The Commissioner for Finance, Akinyemi Ashade, made the disclosure at the ongoing Ministerial Briefing to mark the third anniversary of Governor Akinwunmi Ambode in office.
Ashade said: “Notably, we are recording gradual improvement in our average monthly IGR in 2018 compared to the levels achieved in previous years due to the impact of ongoing reforms and growth in the state’s economy.
“Based on our first quarter results, Lagos State has so far achieved an average monthly IGR of N34 billion in 2018 compared to monthly averages of N22billion, N24 billion and N30 billion in 2015, 2016 and 2017 respectively.”
Ashade attributed the gradual improvement to the impact of the ongoing reforms and growth in the state’s economy.
The commissioner expressed optimism that the IGR would continue to rise even further as the state continued to implement various reforms, driven by wider technology adoption and innovation.
He added that the target to grow the state’s IGR to N50 billion by next year was on course.
He said: “The target we set for ourselves is N50 billion, but we all know the kind of push backs we have experienced including people going to court and all that.
“Our commitment is not for now; it is for the future of Lagos.
“We know it is a marathon, but we are committed to ensuring that we meet the target, but if we do not meet it this year, definitely there will be another year.
“But we believe we will succeed in that target we set for ourselves.”
On Federal Transfers, he said, since Lagos joined the league of oil producing states, it had received N327 million revenue, comprising N197 million and N130 million received in 2017 and first quarter of 2018 respectively.
Ashade said: “Furthermore, we are in discussions with the Federal Government toward obtaining a refund of N51billion that was incurred by the state government on behalf of the federal government for infrastructure projects developments in the state.
“We are optimistic the discussions will result in the approval and payment of the amount owed to the state by the federal government.”
Giving an update on the state’s debt profile, Ashade said the government’s debt stock, comprising 48 per cent local debt and 52 per cent foreign debt currently stood at N874.38 billion at the end of 2017.
He said the debt service charge to total revenue ratio which stood at 17.61 per cent was still within the World Bank threshold of 30 per cent.
The commissioner said the state government continued to maintain a positive credit rating, but that a downgrade of Nigeria’s sovereign rating would lead to a corresponding downgrade of state’s international drawing rights.
He said: “As Nigeria continues to improve on its credit rating, we will be able to achieve better rating.”
He, however, said the state government had taken some strategic steps to help Nigeria improve on its ratings including adhering to fiscal discipline, improved revenue generation, reforms in infrastructure development, transport and embedded power.
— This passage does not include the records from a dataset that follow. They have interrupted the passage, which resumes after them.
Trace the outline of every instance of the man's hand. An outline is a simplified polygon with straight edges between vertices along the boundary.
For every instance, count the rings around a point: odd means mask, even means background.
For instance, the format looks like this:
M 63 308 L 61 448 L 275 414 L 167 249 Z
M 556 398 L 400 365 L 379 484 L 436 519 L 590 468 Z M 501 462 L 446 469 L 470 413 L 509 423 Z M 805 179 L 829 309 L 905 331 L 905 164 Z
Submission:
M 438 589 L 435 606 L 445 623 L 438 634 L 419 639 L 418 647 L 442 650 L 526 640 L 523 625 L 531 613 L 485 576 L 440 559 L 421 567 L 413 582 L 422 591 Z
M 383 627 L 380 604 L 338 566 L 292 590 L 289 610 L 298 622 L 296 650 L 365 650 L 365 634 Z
Ashade said the state had continued to engage critical stakeholders on the revised Land Use Charge in line with its tradition of inclusive governance and had received some responses.
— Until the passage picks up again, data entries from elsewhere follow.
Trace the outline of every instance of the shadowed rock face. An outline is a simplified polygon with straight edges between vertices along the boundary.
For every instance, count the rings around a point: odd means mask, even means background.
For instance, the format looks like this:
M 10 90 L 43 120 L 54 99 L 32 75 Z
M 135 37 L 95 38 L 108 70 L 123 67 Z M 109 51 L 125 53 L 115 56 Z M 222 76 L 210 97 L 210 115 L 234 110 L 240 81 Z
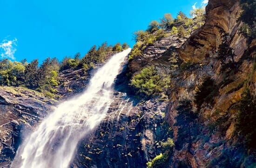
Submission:
M 107 116 L 81 142 L 73 167 L 145 167 L 160 152 L 168 128 L 163 119 L 167 102 L 136 105 L 123 93 L 114 94 Z
M 159 142 L 168 137 L 175 144 L 169 168 L 248 168 L 256 162 L 255 149 L 248 153 L 236 132 L 235 108 L 249 76 L 250 92 L 256 94 L 256 72 L 252 70 L 256 40 L 247 44 L 239 33 L 243 23 L 236 22 L 240 10 L 238 0 L 209 0 L 206 10 L 205 25 L 189 39 L 171 35 L 155 42 L 141 56 L 128 62 L 116 81 L 117 87 L 121 88 L 117 90 L 128 92 L 130 88 L 123 83 L 127 80 L 126 74 L 133 75 L 154 65 L 159 73 L 171 73 L 169 99 L 155 98 L 138 103 L 132 95 L 114 92 L 115 100 L 108 115 L 81 142 L 71 167 L 145 168 L 147 162 L 162 152 Z M 234 56 L 234 66 L 223 71 L 223 62 L 232 59 L 219 58 L 224 34 Z M 175 71 L 169 68 L 173 56 L 178 60 Z M 182 69 L 182 62 L 191 65 Z M 61 82 L 66 84 L 58 88 L 60 95 L 66 99 L 81 92 L 91 72 L 63 71 Z M 199 107 L 195 96 L 206 77 L 215 81 L 216 93 L 211 102 L 203 102 Z M 4 167 L 11 162 L 22 135 L 33 130 L 55 103 L 33 91 L 7 89 L 0 88 L 0 167 Z M 196 118 L 181 119 L 182 114 L 176 109 L 184 100 L 191 101 Z M 182 131 L 184 126 L 189 129 Z
M 53 109 L 55 102 L 22 87 L 0 87 L 0 167 L 10 166 L 27 132 Z
M 243 24 L 236 21 L 240 10 L 239 0 L 210 0 L 206 10 L 205 25 L 194 33 L 179 50 L 180 58 L 192 62 L 192 65 L 171 80 L 175 84 L 167 118 L 174 130 L 175 144 L 181 146 L 178 137 L 182 135 L 177 125 L 184 124 L 177 120 L 181 115 L 176 110 L 179 101 L 191 100 L 198 118 L 190 123 L 195 123 L 196 129 L 187 135 L 195 137 L 192 142 L 183 143 L 182 149 L 175 148 L 170 166 L 249 167 L 256 162 L 255 149 L 248 153 L 241 143 L 243 139 L 236 131 L 238 114 L 236 106 L 246 88 L 246 81 L 251 81 L 249 88 L 252 94 L 256 93 L 256 73 L 253 68 L 256 41 L 247 44 L 246 39 L 239 33 Z M 234 56 L 231 66 L 222 70 L 232 59 L 230 56 L 222 61 L 219 58 L 219 45 L 224 34 Z M 216 94 L 210 103 L 204 102 L 198 107 L 194 103 L 195 93 L 206 77 L 211 78 L 216 83 Z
He explained that the extensive discussions led to several concessions on LUC for property owners across board.
According to him, a revised bill to amend the LUC Law to incorporate the additional concessions before the House of Assembly and would be passed soon.
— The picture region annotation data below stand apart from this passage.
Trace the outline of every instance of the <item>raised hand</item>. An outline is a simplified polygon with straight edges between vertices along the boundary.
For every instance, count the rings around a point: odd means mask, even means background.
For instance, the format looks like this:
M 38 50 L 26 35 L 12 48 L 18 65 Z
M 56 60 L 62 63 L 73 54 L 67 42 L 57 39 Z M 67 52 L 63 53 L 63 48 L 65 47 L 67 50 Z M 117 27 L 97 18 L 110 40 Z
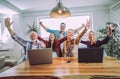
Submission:
M 42 23 L 41 21 L 39 22 L 39 24 L 40 24 L 41 26 L 43 26 L 43 23 Z
M 91 26 L 91 24 L 92 24 L 92 20 L 91 19 L 87 20 L 86 25 L 84 25 L 86 31 L 89 29 L 89 27 Z
M 10 26 L 11 26 L 12 23 L 13 23 L 13 22 L 10 22 L 10 18 L 9 18 L 9 17 L 5 19 L 5 26 L 6 26 L 7 28 L 10 28 Z
M 112 30 L 114 30 L 113 26 L 112 26 L 112 25 L 109 25 L 109 26 L 108 26 L 108 30 L 109 30 L 109 32 L 112 32 Z
M 9 17 L 5 19 L 5 26 L 7 27 L 7 29 L 8 29 L 8 31 L 9 31 L 11 36 L 14 34 L 13 30 L 10 28 L 12 23 L 13 22 L 10 22 L 10 18 Z

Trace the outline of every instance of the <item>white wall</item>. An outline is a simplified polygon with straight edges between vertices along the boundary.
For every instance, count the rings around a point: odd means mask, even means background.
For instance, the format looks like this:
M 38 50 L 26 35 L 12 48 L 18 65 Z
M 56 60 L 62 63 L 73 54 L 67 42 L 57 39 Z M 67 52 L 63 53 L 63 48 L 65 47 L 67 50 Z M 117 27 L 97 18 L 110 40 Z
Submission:
M 110 10 L 110 19 L 111 22 L 120 24 L 120 5 L 117 8 Z

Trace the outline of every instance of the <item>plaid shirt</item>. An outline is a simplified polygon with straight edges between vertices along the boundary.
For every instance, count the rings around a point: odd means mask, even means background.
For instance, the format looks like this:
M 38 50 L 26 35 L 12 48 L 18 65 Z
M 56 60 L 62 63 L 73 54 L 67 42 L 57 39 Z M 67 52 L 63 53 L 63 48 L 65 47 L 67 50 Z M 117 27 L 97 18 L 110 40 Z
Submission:
M 43 41 L 46 44 L 46 47 L 50 48 L 50 46 L 49 46 L 50 41 L 44 40 L 40 36 L 38 36 L 38 40 Z M 62 57 L 62 52 L 61 52 L 60 44 L 63 43 L 65 40 L 67 40 L 67 37 L 64 37 L 64 38 L 59 39 L 59 40 L 55 40 L 55 42 L 53 44 L 54 45 L 53 47 L 55 47 L 55 48 L 52 49 L 52 50 L 53 51 L 55 50 L 57 52 L 58 57 Z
Ashade said the government, through the LUC Assessment Appeal Tribunal, received a total of 1,503 complaints, out of which 1,113 were successfully resolved.
He said additional 263 property owners and agents had their grievances resolved in the last two weeks and more were ongoing.
Ashade also urged residents to continue to support the government by paying taxes and remitting all taxes collected on behalf of the government as and when due.
He assured that the present administration was committed to maintaining financial accountability and transparency for the overall development and prosperity of the state.